The latest 10-Q paints a picture of a SPAC at a critical crossroads, where the successful execution of the Teamshares merger is the only viable path to value creation. While the scale of Teamshares is impressive, the filing reveals a company struggling with the technicalities of public reporting and the weight of contingent liabilities. The extension of the merger deadline to July 15, 2026, provides a necessary window for completion, but it also heightens the tension surrounding the Nasdaq 36-month listing requirement. Ultimately, the investment thesis rests on whether the operational quality of Teamshares can outweigh the structural risks of the SPAC vehicle. Investors are weighing a high-growth, diversified roll-up strategy against a backdrop of material control weaknesses and an eroding cash position outside the trust. The coming months will determine if LOKV successfully pivots into a diversified holding company or ends as another liquidated shell.

8-KMay 13, 2026

Live Oak Acquisition Corp. V's filing of a second amendment to its merger agreement with Teamshares Inc. highlights the complex final stages of a SPAC business combination. The event is a double-edged sword: it demonstrates a commitment to closing the deal by ironing out technicalities, yet it also reveals a lack of initial precision in the original agreement. The market's reaction will likely depend on whether the upcoming proxy statement clarifies these 'additional terms' or confirms fears of dilutive side-deals. Ultimately, the impact of this filing rests on the successful declaration of the S-4 registration statement and the subsequent level of shareholder redemptions. While the bull case sees a streamlined path to liquidity, the bear case warns of a deal being cobbled together under duress. Investors should focus on the definitive proxy statement to determine if the 'clarifications' in this 8-K translate to a stable capital structure or a series of red flags.

10-KMar 30, 2026

The 10-K paints a picture of a high-stakes binary event. On one side, the Teamshares merger offers a compelling vision of a tech-driven rollup with massive revenue scale.
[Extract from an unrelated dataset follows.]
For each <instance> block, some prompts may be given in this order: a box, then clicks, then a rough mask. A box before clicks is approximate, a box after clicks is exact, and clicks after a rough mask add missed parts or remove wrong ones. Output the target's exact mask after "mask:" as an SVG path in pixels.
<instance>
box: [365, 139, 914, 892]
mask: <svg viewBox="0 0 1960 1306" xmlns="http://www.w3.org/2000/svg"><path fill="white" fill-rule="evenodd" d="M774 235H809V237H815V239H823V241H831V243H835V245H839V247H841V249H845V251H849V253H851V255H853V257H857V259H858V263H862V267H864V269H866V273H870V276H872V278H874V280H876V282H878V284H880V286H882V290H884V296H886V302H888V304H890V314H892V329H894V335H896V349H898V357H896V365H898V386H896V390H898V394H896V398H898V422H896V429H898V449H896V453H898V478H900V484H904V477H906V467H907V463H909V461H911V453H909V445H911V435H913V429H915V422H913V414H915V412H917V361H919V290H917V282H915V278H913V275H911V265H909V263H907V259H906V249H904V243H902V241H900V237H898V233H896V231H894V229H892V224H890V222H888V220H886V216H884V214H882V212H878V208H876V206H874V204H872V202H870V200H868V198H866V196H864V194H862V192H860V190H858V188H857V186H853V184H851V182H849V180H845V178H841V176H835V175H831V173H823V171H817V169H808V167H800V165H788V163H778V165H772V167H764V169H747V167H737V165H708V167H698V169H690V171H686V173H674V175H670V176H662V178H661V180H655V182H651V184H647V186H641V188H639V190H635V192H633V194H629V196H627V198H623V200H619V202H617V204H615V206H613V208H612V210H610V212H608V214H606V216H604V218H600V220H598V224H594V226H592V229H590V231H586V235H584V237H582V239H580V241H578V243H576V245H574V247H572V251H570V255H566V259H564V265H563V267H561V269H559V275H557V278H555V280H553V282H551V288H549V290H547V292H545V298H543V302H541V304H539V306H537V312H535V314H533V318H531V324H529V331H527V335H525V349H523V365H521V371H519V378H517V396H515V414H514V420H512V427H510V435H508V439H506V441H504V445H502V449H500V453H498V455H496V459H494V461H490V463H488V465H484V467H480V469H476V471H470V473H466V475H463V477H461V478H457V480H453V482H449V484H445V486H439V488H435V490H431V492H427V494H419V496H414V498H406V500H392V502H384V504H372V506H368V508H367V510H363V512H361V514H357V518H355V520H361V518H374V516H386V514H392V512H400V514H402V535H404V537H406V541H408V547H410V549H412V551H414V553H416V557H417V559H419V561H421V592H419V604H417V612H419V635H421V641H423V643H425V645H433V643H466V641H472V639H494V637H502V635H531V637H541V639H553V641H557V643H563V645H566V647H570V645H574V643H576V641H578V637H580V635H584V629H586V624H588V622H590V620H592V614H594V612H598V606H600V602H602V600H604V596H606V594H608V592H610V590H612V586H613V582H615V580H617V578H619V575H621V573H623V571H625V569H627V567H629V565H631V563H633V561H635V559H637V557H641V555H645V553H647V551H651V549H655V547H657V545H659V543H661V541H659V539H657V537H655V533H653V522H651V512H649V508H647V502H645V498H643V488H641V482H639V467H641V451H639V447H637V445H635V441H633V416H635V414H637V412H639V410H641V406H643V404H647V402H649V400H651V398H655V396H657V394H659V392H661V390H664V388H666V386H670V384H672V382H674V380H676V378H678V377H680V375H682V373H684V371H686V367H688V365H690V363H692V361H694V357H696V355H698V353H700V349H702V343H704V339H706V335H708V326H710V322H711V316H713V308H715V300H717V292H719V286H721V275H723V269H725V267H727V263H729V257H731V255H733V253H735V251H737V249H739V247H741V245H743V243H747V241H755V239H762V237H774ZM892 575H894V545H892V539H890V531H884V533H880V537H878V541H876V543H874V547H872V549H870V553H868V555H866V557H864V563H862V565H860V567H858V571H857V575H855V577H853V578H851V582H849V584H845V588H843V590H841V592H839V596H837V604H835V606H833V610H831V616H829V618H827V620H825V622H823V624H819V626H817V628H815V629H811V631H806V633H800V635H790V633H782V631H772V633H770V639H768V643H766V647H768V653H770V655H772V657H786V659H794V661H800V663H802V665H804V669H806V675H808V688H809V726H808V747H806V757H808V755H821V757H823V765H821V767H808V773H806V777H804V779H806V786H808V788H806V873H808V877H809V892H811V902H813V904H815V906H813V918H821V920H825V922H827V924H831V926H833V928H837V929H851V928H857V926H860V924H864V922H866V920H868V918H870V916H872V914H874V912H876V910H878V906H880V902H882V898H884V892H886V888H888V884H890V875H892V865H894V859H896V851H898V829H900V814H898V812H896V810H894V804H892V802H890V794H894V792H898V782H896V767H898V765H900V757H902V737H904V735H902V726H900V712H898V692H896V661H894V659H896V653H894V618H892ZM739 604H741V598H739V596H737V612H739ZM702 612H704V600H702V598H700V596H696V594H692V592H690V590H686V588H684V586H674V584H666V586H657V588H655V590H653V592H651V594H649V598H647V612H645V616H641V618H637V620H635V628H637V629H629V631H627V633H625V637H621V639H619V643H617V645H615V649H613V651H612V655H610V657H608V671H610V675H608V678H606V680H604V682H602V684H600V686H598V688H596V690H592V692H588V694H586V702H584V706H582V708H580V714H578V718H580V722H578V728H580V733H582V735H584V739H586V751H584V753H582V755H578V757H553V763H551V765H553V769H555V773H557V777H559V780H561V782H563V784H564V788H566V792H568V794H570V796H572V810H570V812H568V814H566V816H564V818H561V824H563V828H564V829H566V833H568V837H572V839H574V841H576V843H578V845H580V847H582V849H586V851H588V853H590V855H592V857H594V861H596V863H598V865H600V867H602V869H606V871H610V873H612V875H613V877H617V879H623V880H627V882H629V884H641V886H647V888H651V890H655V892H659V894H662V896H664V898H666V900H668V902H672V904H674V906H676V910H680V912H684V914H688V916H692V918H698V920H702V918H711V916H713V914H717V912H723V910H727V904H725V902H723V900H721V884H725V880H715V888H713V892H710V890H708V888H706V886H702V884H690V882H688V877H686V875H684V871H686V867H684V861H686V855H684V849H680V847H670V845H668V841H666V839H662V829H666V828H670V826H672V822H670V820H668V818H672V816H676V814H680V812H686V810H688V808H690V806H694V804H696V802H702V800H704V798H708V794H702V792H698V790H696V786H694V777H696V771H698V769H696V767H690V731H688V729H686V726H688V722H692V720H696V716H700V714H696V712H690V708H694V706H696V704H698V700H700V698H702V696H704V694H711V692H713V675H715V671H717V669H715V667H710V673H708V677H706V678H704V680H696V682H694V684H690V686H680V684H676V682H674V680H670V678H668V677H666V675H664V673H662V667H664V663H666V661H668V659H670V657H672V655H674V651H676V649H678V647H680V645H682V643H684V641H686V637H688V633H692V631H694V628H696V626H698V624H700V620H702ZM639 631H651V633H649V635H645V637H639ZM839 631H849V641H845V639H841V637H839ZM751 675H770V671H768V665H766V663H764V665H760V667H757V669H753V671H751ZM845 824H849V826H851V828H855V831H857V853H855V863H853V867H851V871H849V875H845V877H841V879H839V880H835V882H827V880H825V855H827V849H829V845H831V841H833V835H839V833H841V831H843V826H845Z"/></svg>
On the other, the company's current state is that of a cash-strapped shell with accounting deficiencies and a ticking clock. The success of the investment hinges entirely on the ability of the sponsor to bridge the funding gap and finalize the domestication and merger process. Ultimately, the filing highlights a tension between the quality of the target asset and the fragility of the vehicle. While the Teamshares platform is an attractive target, the internal control failures and the 'going concern' warning serve as significant red flags. Investors must weigh the pedigree of the Live Oak management team against the stark reality of the company's current balance sheet and the looming liquidation date.